GM owes CT, others $120M in ignition flap

Connecticut will share in a tentative $120 million settlement with General Motors over allegations the auto giant hid safety issues tied to faulty ignition switches in certain car models, authorities say.

State Attorney General George Jepsen's office said Thursday Connecticut would collect $3.2 million if a court approves the settlement between GM and 48 states and the District of Columbia.

Of its share, $350,000 would go into the AG's Consumer Protection Fund, and the rest into the state's "rainy day,'' or General Fund. Jepsen said his office represented Connecticut by serving on the multistate investigation's nine-state executive committee.

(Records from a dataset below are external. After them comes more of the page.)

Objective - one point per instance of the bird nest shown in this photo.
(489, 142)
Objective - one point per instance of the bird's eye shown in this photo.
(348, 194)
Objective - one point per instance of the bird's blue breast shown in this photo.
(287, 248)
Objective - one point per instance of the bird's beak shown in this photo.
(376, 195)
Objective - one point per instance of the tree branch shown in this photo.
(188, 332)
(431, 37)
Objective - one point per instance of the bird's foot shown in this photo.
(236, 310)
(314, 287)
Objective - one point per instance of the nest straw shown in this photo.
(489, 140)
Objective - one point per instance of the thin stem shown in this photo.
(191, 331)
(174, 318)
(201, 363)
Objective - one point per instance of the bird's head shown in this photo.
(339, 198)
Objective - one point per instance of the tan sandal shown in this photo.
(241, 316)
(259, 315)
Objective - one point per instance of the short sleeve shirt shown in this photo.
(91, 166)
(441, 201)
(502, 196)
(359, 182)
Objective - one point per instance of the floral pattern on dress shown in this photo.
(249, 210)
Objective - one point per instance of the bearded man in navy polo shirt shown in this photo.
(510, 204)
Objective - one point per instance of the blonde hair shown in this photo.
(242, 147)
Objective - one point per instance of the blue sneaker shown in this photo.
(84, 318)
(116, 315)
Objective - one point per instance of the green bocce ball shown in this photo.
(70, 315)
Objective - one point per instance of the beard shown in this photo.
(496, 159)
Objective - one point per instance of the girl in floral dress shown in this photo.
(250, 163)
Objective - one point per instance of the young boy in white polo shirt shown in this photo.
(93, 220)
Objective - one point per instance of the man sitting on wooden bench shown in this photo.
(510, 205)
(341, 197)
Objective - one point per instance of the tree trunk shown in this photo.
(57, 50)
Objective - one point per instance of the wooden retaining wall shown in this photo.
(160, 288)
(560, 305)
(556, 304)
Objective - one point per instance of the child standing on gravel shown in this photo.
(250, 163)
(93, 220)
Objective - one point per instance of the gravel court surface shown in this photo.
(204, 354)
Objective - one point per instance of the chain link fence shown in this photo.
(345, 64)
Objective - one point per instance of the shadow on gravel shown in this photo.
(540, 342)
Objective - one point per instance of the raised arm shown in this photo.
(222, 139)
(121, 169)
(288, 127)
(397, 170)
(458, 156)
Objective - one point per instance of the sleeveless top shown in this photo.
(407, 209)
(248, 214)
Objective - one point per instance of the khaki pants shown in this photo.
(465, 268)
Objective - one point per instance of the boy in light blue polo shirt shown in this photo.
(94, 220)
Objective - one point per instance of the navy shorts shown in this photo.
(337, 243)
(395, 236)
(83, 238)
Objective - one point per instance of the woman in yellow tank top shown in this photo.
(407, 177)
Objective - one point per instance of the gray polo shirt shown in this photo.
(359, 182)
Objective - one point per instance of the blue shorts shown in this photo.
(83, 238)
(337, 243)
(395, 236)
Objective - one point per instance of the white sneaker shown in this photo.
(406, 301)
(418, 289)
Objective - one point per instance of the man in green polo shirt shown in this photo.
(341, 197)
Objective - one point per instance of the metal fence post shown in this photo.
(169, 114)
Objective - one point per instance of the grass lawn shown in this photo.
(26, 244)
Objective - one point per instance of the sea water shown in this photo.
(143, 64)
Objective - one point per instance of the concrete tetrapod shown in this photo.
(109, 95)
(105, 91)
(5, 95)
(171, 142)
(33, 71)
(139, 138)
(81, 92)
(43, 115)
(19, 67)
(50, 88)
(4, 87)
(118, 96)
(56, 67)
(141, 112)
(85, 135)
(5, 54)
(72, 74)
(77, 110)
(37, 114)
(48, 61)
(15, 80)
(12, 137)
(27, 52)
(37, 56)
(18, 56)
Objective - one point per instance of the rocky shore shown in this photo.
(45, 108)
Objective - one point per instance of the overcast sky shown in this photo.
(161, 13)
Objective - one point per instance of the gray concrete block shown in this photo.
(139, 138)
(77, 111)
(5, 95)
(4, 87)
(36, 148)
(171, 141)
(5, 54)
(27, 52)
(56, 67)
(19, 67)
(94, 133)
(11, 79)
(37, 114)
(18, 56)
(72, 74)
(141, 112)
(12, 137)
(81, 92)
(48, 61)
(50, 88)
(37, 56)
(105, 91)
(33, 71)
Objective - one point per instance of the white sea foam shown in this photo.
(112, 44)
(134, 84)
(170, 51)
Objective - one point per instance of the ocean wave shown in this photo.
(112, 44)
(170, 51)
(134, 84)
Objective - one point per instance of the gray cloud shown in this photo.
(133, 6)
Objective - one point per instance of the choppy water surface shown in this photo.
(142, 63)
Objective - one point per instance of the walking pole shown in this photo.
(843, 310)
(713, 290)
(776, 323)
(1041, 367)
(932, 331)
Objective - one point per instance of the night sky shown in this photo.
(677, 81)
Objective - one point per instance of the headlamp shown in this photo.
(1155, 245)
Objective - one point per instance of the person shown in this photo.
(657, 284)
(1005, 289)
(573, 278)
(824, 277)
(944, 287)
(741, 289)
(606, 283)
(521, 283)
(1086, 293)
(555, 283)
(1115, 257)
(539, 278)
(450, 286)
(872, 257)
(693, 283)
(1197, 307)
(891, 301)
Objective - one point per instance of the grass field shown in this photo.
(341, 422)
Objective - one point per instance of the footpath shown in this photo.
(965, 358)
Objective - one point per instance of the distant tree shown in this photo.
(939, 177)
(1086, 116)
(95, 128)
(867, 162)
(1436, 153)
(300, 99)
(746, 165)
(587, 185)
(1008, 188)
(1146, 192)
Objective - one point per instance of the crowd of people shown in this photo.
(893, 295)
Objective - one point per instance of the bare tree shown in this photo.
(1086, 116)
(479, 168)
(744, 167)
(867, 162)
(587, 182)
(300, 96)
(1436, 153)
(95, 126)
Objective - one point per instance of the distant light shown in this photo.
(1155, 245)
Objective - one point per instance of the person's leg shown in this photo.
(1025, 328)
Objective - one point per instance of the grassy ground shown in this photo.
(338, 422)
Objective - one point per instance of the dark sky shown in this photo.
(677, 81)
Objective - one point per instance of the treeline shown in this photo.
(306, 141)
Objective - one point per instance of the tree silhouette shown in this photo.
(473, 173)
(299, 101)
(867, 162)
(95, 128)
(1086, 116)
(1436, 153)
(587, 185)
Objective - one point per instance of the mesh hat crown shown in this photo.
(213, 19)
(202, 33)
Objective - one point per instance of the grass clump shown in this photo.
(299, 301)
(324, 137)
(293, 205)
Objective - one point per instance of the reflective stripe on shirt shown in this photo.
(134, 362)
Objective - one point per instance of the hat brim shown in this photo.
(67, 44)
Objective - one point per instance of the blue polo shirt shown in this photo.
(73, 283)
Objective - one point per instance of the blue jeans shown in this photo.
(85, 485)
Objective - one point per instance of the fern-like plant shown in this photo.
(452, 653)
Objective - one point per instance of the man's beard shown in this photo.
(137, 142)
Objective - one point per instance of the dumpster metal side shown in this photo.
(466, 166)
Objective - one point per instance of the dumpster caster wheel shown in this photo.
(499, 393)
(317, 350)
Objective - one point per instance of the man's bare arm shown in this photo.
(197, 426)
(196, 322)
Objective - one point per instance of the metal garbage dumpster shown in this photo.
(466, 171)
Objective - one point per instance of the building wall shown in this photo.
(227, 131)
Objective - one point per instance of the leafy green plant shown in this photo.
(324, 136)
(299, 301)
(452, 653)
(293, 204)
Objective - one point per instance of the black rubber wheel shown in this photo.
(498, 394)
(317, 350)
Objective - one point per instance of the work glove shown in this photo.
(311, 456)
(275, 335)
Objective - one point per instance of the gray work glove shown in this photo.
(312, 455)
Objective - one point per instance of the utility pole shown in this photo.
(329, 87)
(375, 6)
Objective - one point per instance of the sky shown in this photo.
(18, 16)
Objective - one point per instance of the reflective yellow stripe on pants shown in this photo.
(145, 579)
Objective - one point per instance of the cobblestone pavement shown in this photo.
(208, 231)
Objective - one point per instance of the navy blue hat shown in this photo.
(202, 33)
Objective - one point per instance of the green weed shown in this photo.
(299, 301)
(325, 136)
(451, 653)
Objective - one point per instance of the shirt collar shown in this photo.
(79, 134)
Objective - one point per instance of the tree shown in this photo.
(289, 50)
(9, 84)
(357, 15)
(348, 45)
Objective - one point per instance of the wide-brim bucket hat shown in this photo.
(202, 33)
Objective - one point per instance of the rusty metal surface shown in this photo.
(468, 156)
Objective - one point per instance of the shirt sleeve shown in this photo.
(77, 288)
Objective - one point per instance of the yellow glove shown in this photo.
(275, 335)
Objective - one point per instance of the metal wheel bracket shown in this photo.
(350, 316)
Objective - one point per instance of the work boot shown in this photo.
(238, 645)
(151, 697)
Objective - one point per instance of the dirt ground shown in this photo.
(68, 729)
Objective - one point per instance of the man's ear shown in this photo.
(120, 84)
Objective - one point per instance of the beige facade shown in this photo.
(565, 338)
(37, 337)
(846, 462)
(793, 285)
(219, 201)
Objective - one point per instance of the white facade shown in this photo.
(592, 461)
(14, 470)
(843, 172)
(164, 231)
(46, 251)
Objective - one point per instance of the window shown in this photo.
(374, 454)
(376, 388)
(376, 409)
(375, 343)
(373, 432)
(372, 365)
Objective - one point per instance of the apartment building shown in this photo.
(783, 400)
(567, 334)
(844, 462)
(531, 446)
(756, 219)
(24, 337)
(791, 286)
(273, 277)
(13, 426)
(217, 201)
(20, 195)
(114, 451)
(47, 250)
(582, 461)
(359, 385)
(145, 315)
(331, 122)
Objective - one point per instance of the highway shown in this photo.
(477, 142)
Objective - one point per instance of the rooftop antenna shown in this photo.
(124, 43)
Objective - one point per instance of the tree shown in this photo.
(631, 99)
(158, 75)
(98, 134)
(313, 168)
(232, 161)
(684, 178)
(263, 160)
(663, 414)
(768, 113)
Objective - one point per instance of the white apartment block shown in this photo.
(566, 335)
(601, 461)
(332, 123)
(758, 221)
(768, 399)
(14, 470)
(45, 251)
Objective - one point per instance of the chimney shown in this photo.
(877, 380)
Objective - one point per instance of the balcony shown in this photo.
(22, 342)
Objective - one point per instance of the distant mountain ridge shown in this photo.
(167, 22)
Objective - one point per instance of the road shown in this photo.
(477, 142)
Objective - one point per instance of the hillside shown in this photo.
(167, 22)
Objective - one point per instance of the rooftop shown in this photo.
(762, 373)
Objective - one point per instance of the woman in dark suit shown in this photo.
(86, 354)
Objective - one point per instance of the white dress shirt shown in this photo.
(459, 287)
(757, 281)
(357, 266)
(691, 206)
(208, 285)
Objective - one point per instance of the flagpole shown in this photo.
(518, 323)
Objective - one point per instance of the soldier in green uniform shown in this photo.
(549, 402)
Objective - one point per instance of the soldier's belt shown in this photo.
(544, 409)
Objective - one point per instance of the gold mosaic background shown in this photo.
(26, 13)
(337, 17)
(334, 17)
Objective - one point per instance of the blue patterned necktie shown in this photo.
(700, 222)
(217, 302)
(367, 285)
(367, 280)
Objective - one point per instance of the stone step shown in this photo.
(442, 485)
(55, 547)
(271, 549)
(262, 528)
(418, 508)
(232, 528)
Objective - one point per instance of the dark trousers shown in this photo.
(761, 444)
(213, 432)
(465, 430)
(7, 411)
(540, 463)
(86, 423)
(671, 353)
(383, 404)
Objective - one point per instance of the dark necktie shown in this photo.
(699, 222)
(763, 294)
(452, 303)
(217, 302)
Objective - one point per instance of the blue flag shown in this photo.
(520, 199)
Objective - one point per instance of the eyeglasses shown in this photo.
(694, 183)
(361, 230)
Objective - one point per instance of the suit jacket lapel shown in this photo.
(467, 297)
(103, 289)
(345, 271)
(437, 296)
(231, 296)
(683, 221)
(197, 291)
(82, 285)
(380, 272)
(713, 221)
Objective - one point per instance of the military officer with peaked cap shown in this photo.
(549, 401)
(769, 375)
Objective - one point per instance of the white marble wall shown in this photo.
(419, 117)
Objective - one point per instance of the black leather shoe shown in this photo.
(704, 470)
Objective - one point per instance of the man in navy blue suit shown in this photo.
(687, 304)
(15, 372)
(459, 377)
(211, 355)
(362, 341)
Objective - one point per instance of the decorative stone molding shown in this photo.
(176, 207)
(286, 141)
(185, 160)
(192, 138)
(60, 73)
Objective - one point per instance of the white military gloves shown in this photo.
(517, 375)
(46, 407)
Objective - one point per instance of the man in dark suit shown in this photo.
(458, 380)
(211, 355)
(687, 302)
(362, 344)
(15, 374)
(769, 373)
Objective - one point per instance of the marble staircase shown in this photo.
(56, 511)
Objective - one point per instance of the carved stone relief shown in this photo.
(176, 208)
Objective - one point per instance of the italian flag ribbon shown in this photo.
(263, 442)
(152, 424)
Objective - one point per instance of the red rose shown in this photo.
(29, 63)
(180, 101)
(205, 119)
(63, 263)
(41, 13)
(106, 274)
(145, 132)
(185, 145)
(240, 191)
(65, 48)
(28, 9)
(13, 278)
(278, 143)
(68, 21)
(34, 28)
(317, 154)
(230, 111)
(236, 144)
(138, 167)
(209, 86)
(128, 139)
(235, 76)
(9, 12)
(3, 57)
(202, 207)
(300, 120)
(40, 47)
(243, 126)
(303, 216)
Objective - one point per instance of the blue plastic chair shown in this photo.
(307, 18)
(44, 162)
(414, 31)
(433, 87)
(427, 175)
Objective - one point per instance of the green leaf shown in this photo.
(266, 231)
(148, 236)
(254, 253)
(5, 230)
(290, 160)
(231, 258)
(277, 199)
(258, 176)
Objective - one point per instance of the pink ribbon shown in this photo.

The investigation was launched in 2014 following National Highway Transportation Safety Administration recalls into the defective ignition switches. That year, GM issued seven vehicle recalls in response to unintended key-rotation and ignition-switch issues, which have affected more than 9 million vehicles nationwide.

The recalls involved a defective ignition switch that, under certain circumstances, could move out of the "run" position into the "accessory" or "off" position, causing electrical systems, including power steering and power brakes, to become inoperable.

If a collision occurs while the ignition switch is in "accessory" or "off," the vehicle's safety airbags may also fail to deploy, increasing the risk of serious injury or death that the airbag was designed to prevent.

Connecticut and its municipal co-plaintiffs alleged that certain GM employees knew as early as 2004 that the ignition switch posed a safety defect because it could cause airbag non-deployment.

"Automakers, like any manufacturer, have a responsibility under state law to be truthful in the representations they make about their products," Jepsen said in a statement.

In addition to the monetary payment, GM agreed to instruct its dealers that all applicable safety repairs be completed before any GM motor vehicle sold in the U.S. and included in a recall is eligible for certification. If there is a recall on any certified pre-owned vehicle sold in the U.S., the required repair must be completed before the vehicle is delivered to a consumer.